Screening of La Perruque (Karim Boukhari, 2015, 19’) and 475 (Nadir Bouhmouch, 2013, 63’). Proposed by Rachid Farhan and Zahrat Essawssane Bourhil and followed by discussion.

We chose the film 475 for this session because it is altogether illegal cinema: it was made clandestinely, with no authorization, in what its maker Nadir Bouhmouch calls “an act of civil disobedience” against the Centre Cinématographique Marocain (CCM) –the Moroccan film institution, and its restrictive film and censorship laws. Its team was comprised of a small group of volunteers with little or no film experience. Instead of requesting public funding from the CCM the filmmakers opted for a crowdfunding campaign. 475 was produced in the context of an alternative film movement known as “Guerrilla cinema”, “an artistic resistance for freedom of expression in Morocco”, which stems from the 20 February movement (which championed the protests and demonstrations by the people of Morocco in 2011).

La perruque is a small film which, subtly and with few words and no victimisation, takes us through the main character’s day in a cinema, where he gives oral sex in exchange for money, a frequent activity before most small cinemas in Morocco closed down.

Rachid Farhan was born on 17 August in Zagora, in south east Morocco. After a high school diploma in Modern Literature, he studied for a degree in French Language and Literature in 2011 and then a Master in Education in Cultural Mediation for Art and Science at the Faculty of Educational Science, Mohammed V University of Rabat, Morocco. After his Master’s degree he spent several years working on the organisation of many different cultural and artistic events in Morocco, particularly in Rabat. Along with his cultural activities at this time, Farhan committed to the queer and feminist struggles. This allowed him a deeper knowledge of gender issues which enabled him to better analyse power relations, inequality and forms of oppression. He has now been working for over three years on masculinities with the Quartiers du Monde association, where he has designed dynamic workshops for identifying stereotypes and gender roles and reflecting on inequality and power relations.

Zahrat Essawssane Bourhil has a degree in Psychology and briefly trained for the circus at the Shems circus school.
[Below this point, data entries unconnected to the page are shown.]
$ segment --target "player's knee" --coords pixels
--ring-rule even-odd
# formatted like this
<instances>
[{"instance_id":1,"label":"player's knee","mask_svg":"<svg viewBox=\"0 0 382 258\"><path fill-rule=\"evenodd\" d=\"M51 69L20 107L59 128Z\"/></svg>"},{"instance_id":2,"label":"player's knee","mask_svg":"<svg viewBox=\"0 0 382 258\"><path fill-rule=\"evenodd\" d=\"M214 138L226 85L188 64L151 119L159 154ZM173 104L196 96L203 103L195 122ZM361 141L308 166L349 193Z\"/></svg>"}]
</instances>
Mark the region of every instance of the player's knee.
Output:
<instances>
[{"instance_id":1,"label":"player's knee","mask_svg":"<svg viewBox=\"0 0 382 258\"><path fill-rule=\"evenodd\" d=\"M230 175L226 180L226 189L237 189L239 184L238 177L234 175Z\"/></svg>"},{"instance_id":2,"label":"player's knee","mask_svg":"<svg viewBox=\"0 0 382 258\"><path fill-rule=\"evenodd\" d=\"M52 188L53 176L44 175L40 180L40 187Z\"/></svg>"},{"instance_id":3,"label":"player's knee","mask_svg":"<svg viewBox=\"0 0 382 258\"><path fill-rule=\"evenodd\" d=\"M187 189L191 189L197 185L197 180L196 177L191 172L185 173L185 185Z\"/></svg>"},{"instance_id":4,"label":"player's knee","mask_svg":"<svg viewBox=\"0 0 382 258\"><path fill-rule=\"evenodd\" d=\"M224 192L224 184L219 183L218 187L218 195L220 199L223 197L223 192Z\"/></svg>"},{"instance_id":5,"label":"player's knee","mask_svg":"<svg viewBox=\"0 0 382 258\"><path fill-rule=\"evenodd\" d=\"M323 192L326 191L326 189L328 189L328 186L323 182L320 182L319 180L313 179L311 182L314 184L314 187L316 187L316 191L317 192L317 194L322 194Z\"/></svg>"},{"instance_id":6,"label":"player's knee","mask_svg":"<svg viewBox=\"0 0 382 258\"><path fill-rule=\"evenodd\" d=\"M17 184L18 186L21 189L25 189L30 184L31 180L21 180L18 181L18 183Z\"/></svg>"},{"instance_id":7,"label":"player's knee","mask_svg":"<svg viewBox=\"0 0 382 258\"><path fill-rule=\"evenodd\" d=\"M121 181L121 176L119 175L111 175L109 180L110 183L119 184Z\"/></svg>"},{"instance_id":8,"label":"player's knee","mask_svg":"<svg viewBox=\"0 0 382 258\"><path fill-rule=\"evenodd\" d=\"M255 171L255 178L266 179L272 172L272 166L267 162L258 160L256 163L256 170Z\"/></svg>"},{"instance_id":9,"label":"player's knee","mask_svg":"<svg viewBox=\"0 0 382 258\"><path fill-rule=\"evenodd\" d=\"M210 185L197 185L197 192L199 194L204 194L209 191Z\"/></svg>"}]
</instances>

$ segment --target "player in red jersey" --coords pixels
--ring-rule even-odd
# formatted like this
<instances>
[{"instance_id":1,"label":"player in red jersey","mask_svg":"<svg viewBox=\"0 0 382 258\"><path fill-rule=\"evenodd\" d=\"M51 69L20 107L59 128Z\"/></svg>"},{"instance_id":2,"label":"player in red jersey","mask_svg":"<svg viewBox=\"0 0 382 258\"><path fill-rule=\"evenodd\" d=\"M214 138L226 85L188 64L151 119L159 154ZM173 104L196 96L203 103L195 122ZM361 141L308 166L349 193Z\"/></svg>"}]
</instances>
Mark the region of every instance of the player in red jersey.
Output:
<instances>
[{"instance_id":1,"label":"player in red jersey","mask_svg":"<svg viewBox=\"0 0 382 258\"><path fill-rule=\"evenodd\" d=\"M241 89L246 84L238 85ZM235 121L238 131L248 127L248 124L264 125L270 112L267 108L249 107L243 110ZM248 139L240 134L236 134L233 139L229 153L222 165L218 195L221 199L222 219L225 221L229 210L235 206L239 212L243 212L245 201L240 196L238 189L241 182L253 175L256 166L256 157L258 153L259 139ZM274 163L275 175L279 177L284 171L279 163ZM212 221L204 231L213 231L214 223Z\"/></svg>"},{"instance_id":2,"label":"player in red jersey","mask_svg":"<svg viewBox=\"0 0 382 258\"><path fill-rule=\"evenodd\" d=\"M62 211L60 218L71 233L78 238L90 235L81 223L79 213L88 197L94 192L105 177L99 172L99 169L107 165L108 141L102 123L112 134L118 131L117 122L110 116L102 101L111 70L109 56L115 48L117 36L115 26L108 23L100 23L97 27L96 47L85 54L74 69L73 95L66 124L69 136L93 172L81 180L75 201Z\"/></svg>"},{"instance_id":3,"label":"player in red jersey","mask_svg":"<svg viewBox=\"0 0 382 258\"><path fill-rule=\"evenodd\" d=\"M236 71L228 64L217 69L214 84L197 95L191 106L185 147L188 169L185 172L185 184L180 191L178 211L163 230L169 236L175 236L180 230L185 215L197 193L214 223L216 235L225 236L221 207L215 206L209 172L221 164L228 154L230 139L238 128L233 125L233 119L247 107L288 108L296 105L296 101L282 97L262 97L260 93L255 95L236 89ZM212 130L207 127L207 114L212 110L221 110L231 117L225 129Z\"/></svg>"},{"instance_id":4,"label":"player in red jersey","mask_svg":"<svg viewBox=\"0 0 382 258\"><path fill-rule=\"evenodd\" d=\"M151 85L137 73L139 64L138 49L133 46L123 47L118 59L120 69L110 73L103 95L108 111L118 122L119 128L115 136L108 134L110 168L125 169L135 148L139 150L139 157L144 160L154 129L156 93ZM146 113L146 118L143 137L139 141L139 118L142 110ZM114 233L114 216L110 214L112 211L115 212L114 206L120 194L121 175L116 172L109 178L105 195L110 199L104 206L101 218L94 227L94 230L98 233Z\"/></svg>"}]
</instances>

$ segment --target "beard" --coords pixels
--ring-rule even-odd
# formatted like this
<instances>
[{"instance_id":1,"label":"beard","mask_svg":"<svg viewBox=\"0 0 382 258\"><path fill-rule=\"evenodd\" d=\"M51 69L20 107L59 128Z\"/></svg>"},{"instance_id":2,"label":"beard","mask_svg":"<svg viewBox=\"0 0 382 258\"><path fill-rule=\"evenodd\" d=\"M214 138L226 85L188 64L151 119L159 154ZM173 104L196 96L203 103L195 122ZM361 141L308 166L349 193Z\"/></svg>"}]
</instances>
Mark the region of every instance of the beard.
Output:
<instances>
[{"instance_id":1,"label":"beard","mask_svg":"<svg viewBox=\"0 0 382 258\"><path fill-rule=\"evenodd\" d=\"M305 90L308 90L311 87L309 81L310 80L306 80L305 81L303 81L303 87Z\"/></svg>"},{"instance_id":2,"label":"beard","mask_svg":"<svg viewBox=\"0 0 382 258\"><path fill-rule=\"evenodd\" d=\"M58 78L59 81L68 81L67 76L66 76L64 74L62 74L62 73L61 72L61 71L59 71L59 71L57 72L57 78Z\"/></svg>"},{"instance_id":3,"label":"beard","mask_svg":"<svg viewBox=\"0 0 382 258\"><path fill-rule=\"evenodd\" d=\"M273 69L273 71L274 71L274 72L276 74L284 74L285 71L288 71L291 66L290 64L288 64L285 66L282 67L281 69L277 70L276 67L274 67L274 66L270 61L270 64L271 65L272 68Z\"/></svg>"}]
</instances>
She has been taking contact-improvisation lessons since 2014 and has worked at the East-West Foundation for a short time as project manager. She has also worked as researcher and translator for a doctoral student’s thesis, “Cities Without Shanty Towns: Who Benefits from Resettling Families in Shanty Towns?” Her cultural collaborations include work with festivals such as HHF –Hardzazat Hardcore Fest–, where she helped set up the feminist section; SBAGHA BAGHA Street Art Festival, as an artist assistant; and L`Boulevard Young Artists Festival, as production manager for Canal L’Boulevard. She is committed to the Moroccan feminist and queer struggle.

Rachid Farhan and Zahat Essawssane Bourhil are now running a workshop at Tabakalera International Centre for Contemporary Culture, San Sebastian. Using contact-improvisation and body movement exercises, they put into practice and dance a choreography of situations and relations governed by power and oppression, based on race, gender, sex, social class, etc.